Traumatic spinal cord injury (SCI) results from damage to the spinal cord due to physical trauma, leading to transient or permanent loss of motor, sensory, and autonomic functions [1, 2, 3]. The common causes of SCI include motor vehicle accidents, falls, gunshot wounds, other forms of violence, and sports and recreational activities [1, 2, 3]. The annual incidence of SCI varies from 15 to 52.5 cases per million persons [3].
Spinal cord injury causes severe central nervous system lesions that can affect motor and sensory functions below the site of injury. In addition to the local injury to the spinal cord, SCI results in structural and functional plastic changes in the brain [4, 5, 6, 7], such as atrophy and reduced volume of the brain sensorimotor cortex, sensorimotor-related white matter, corticospinal tracts [8, 9, 10], and sensorimotor-related cortexes [11, 12, 13, 14, 15, 16, 17, 18].

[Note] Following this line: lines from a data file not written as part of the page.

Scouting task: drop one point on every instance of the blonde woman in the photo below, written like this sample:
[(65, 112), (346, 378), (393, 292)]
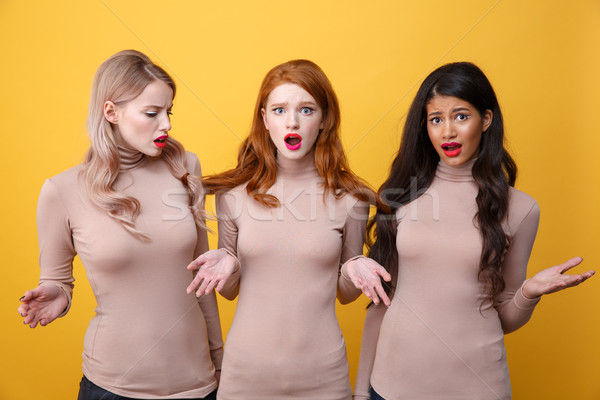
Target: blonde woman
[(133, 213)]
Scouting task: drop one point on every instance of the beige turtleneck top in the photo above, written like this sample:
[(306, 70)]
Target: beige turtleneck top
[(285, 341), (148, 338), (440, 339)]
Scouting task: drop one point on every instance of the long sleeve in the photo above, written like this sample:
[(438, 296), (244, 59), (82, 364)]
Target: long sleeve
[(353, 238), (514, 309), (228, 235), (210, 310), (368, 348), (55, 242), (208, 303)]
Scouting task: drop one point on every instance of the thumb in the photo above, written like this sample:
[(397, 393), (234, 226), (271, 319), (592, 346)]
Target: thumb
[(572, 263)]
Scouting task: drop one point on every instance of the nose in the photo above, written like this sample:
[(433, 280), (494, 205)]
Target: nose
[(165, 123), (448, 131), (292, 121)]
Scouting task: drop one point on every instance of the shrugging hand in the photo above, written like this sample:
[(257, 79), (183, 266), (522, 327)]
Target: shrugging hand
[(214, 268), (553, 279), (366, 275), (42, 305)]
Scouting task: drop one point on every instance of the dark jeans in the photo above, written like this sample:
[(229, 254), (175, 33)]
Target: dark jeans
[(374, 395), (90, 391)]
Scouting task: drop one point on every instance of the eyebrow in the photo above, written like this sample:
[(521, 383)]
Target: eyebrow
[(454, 110), (302, 103)]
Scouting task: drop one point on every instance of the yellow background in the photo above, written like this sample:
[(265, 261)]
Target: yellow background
[(542, 56)]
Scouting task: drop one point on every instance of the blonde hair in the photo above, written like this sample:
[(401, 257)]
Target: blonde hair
[(121, 78)]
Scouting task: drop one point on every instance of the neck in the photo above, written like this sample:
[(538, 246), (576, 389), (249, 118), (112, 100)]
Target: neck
[(301, 167), (459, 173), (129, 158)]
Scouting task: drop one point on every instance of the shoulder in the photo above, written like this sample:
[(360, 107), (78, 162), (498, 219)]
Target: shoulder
[(66, 180), (520, 206), (192, 163)]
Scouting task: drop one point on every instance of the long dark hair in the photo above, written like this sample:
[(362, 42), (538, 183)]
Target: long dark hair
[(414, 168)]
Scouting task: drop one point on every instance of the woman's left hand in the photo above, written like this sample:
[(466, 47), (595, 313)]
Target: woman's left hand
[(214, 268), (553, 279)]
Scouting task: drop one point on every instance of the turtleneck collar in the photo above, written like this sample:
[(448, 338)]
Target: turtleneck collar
[(461, 173), (300, 168), (129, 158)]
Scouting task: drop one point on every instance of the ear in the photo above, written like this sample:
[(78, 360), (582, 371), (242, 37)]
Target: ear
[(488, 116), (262, 112), (110, 112)]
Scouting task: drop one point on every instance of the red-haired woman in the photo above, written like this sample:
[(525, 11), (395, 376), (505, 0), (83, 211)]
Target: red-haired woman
[(292, 213)]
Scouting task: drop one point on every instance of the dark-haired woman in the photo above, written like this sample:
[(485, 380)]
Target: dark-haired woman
[(292, 213), (456, 241)]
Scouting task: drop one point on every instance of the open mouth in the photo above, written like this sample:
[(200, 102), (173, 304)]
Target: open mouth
[(293, 141), (452, 149), (161, 141)]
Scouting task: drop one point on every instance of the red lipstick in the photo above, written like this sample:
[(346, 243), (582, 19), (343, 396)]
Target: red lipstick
[(161, 141), (452, 149), (293, 141)]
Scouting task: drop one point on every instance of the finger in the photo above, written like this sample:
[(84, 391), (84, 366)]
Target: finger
[(384, 297), (383, 274), (197, 263), (572, 263), (369, 294), (194, 284), (209, 288), (22, 310), (202, 289)]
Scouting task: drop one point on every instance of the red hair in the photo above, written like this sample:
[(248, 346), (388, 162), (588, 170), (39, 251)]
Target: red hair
[(257, 162)]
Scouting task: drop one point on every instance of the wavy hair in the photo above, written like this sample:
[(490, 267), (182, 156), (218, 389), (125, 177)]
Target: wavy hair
[(121, 78), (257, 157), (414, 168)]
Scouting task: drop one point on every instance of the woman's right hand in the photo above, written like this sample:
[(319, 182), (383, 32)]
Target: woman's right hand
[(214, 268), (42, 305), (366, 274)]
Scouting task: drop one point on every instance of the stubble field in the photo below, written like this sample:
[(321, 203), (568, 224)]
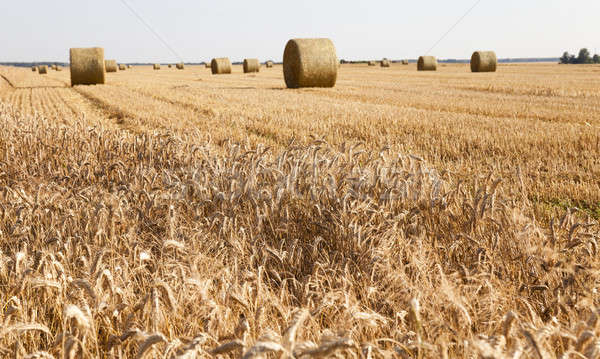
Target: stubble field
[(172, 213)]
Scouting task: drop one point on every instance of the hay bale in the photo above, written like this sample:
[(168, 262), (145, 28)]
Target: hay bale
[(310, 63), (484, 61), (87, 66), (427, 63), (251, 65), (220, 66), (111, 65)]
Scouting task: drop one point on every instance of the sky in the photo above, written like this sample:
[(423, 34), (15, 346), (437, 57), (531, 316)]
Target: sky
[(198, 30)]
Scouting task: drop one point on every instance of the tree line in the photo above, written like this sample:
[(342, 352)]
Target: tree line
[(584, 57)]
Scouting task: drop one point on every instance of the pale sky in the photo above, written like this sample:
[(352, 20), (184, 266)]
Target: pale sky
[(198, 30)]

Motor imagery is an active cognitive activity of the brain [19, 20]. It is an active process in which an individual repeats an imaginary action according to the memory of the movement but without producing the actual physical movement. It is an active process in which an action is repeated internally without producing movement output. Motor imagery could improve the functions of non-paralyzed muscles in patients with complete SCI and the activities of daily living in patients with incomplete SCI [19, 21, 22]. Combined with other rehabilitation treatments, it can promote the recovery of motor function after SCI [23, 24, 25], but the mechanism remains unclear.
Therefore, the present study aimed to use functional magnetic resonance imaging (fMRI) and four-dimensional (spatiotemporal) consistency of local neural activities (FOCA) analysis to explore the mechanism of local brain function remodeling after SCI and the potential regulatory mechanisms of the motor-associated brain default network. The results could provide a better understanding of the changes that occur in the brain after SCI and help guide the rehabilitation approaches.
Patients and the public were not involved in the design, implementation, analysis, or dissemination of this research. The results will be disseminated to the public through publication in this journal.
This prospective study enrolled patients with dyskinesia of the right lower limb after SCI and admitted to the Rehabilitation Department of The General Hospital of Western Theater Command PLA from January 2015 to December 2016. The study was approved by the Institutional Review Board of Western Theater Command PLA. All participants provided written informed consent prior to any study procedure.
11 patients with SCI were enrolled in this study. According to the International
Standards for Neurological Classification of Spinal Cord Injury (ISNCSCI) [26], 2
patients were labeled as grade A, 1 as grade B, 1 as grade C, and 7 as grade D.
Muscle tests confirmed the presence of right ankle flexion dysfunction in all
cases. The inclusion criteria of patients with spinal cord injury include: (1)
age 18–50 years old, (2) years of total education
Subject | Age (years) | Gender | Duration of education (years) | Duration of disease (months) | Injury level | AIS | Sensory scores | Motor scores |
1 | 44 | M | 8 | 8 | C3 | D | 116 | 43 |
2 | 29 | M | 9 | 7 | C4 | D | 124 | 20 |
3 | 40 | M | 7 | 6 | C5 | B | 60 | 20 |
4 | 18 | F | 12 | 10 | T12 | D | 182 | 96 |
5 | 27 | F | 11 | 48 | L2 | C | 178 | 69 |
6 | 42 | M | 9 | 150 | L1 | D | 172 | 79 |
7 | 49 | M | 12 | 4 | C3 | D | 116 | 79 |
8 | 32 | M | 12 | 29 | T10 | D | 176 | 81 |
9 | 29 | M | 12 | 5 | T10 | A | 144 | 50 |
10 | 30 | M | 6 | 5 | T7 | A | 120 | 50 |
11 | 39 | M | 15 | 76 | S1 | D | 220 | 86 |
SCI, spinal cord injury; AIS, American Spinal Injury Association Impairment Scale; M, male; F, female.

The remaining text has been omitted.